Missing Teamsters boss Jimmy Hoffa is buried in suburban Detroit, a man convicted of crimes as a reputed Mafia captain has claimed.
Tony Zerilli was in prison when Hoffa disappeared from a Detroit-area restaurant in 1975.
He told WNBC he had been told the whereabouts of Hoffa's remains following his release.
Former Detroit FBI head Andrew Arena said the 85-year-old's claims deserved serious consideration.
He said: "Anthony Zerilli was reputed to be the underboss of the Detroit organised crime family, so he would have been in the know."
Zerilli took a Detroit TV reporter to a field in Rochester, north of Detroit, but the location of the body was not disclosed.
He told WDIV: "The master plan was ... they were going to put him in a shallow grave here.
"Then they were going to take him from here to Rogers City upstate. There was a hunting lodge and they were going to bury (him) in a shallow grave, then take him up there for final burial.
"Then, I understand, that it just fell through."
He added: "I would have done anything in the world to protect Jim Hoffa.
"Jim Hoffa to me was a gentleman, and what happened to him was as wrong as anything could be as far as I'm concerned."

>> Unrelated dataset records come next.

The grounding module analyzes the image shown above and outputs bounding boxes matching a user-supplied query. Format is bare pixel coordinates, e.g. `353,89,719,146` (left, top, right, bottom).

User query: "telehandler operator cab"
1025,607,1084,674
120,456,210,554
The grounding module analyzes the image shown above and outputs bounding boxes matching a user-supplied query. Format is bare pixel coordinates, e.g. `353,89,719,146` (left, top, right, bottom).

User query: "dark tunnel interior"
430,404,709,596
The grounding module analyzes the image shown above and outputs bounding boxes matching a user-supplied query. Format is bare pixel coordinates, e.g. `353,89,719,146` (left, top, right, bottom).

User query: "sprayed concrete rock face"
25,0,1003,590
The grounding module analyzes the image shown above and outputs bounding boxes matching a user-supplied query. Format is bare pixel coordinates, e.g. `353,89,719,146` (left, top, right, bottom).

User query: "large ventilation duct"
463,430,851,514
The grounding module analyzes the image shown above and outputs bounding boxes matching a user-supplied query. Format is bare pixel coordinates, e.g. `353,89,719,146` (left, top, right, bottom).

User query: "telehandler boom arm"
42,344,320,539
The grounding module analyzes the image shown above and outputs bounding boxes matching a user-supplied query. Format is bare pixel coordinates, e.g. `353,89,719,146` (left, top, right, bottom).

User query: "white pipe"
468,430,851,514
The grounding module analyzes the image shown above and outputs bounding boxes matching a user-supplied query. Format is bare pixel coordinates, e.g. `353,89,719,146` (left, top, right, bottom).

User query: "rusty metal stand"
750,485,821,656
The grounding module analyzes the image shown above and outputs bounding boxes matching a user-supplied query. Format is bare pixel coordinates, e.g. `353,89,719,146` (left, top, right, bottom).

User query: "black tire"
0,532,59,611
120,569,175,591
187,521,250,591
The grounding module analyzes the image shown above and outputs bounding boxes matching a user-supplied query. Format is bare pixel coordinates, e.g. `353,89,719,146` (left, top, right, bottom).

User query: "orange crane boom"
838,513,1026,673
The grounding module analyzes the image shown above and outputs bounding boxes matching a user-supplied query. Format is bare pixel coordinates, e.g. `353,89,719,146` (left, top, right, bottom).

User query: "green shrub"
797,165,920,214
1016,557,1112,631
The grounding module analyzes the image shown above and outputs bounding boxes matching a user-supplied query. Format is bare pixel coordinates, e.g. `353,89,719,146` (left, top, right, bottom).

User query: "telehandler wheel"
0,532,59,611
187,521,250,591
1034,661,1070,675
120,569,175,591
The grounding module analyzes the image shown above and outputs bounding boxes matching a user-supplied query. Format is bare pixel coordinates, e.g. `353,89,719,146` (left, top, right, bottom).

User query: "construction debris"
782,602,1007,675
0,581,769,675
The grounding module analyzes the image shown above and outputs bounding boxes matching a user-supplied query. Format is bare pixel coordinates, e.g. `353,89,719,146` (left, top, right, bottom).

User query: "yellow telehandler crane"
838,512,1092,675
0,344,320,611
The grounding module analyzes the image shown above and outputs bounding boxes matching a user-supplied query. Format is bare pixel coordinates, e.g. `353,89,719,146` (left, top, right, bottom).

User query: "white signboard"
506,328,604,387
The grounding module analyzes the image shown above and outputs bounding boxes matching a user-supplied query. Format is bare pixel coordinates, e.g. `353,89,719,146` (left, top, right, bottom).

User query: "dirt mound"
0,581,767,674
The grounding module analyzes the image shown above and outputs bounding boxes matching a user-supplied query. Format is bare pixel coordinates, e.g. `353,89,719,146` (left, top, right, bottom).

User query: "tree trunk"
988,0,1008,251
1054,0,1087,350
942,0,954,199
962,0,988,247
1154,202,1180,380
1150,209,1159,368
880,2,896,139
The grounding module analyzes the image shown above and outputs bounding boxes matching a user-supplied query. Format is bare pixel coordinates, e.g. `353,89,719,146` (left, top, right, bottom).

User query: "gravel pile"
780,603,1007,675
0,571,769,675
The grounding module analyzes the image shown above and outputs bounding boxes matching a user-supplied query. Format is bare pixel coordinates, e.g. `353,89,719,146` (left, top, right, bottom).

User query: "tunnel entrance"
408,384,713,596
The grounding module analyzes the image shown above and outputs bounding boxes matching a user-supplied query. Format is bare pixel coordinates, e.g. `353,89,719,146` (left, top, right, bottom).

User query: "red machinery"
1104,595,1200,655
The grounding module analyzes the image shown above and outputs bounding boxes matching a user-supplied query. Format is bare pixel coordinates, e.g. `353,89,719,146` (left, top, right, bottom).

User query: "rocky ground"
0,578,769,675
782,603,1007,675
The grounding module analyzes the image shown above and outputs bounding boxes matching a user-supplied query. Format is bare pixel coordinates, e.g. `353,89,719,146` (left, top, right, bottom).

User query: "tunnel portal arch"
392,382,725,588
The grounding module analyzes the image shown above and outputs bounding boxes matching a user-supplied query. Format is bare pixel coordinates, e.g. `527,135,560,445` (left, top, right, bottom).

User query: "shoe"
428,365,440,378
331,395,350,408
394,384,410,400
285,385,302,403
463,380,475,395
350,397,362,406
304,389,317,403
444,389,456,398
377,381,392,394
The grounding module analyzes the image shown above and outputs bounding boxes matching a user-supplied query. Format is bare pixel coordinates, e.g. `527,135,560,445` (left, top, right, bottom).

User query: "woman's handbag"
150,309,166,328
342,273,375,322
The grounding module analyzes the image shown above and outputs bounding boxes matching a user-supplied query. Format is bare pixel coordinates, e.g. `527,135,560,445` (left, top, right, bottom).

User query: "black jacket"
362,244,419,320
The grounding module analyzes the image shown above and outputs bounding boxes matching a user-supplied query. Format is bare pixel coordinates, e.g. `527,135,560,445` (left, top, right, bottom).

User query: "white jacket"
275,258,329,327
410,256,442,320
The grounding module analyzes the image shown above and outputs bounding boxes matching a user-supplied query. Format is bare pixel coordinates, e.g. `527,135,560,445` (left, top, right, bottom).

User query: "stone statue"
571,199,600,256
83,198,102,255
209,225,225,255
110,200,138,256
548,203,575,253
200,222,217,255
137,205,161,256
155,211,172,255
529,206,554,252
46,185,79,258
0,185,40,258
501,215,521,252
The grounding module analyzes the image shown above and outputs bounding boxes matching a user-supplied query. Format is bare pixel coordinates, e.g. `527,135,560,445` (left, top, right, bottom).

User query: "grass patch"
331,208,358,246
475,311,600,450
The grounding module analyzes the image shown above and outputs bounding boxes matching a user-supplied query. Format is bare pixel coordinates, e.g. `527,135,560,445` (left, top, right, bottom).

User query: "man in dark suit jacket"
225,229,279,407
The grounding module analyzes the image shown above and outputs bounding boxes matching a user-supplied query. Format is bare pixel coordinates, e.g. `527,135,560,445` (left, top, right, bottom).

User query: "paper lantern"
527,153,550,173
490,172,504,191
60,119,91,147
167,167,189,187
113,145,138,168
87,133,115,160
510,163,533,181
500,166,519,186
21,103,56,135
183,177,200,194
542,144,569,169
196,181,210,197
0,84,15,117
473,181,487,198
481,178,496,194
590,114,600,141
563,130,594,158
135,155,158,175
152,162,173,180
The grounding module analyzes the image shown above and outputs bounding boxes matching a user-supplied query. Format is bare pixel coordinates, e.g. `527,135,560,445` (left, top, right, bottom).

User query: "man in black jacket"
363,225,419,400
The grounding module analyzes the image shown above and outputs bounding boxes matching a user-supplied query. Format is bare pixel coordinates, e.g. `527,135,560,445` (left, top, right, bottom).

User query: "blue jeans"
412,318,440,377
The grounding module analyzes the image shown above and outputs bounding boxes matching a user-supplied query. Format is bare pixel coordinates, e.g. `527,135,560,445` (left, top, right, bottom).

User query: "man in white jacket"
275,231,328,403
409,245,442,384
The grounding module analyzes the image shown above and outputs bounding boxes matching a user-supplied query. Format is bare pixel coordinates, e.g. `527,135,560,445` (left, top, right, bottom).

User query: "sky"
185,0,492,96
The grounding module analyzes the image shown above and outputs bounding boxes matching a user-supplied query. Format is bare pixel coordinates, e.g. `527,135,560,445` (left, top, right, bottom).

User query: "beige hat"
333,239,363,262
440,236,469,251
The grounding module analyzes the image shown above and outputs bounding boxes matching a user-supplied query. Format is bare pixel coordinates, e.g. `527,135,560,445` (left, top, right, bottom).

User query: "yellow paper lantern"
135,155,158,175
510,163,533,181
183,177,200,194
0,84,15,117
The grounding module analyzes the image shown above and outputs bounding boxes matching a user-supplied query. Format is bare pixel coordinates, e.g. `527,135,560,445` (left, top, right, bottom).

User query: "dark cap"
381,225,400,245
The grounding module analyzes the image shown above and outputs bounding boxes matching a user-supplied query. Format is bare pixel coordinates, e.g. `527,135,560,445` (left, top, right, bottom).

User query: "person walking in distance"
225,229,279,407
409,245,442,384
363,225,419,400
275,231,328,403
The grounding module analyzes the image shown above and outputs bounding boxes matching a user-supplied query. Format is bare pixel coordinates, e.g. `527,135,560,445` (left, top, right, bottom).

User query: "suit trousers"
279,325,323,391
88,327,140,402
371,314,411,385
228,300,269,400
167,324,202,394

Hoffa, who was the Teamsters union president from 1957-1971, was an acquaintance of mobsters.
On the day he disappeared, he was supposed to meet a New Jersey Teamsters boss and a Detroit Mafia captain.
In September, police removed soil from a home in Roseville after a tip suggested he had been buried there.
It was the latest in a string of unsuccessful searches. Previous tips led police to a horse farm northwest of Detroit in 2006, a home in the city in 2004 and a pool north of the city in 2003.
Zerilli was convicted of conspiracy and extortion in 2002 and sentenced to six years in prison.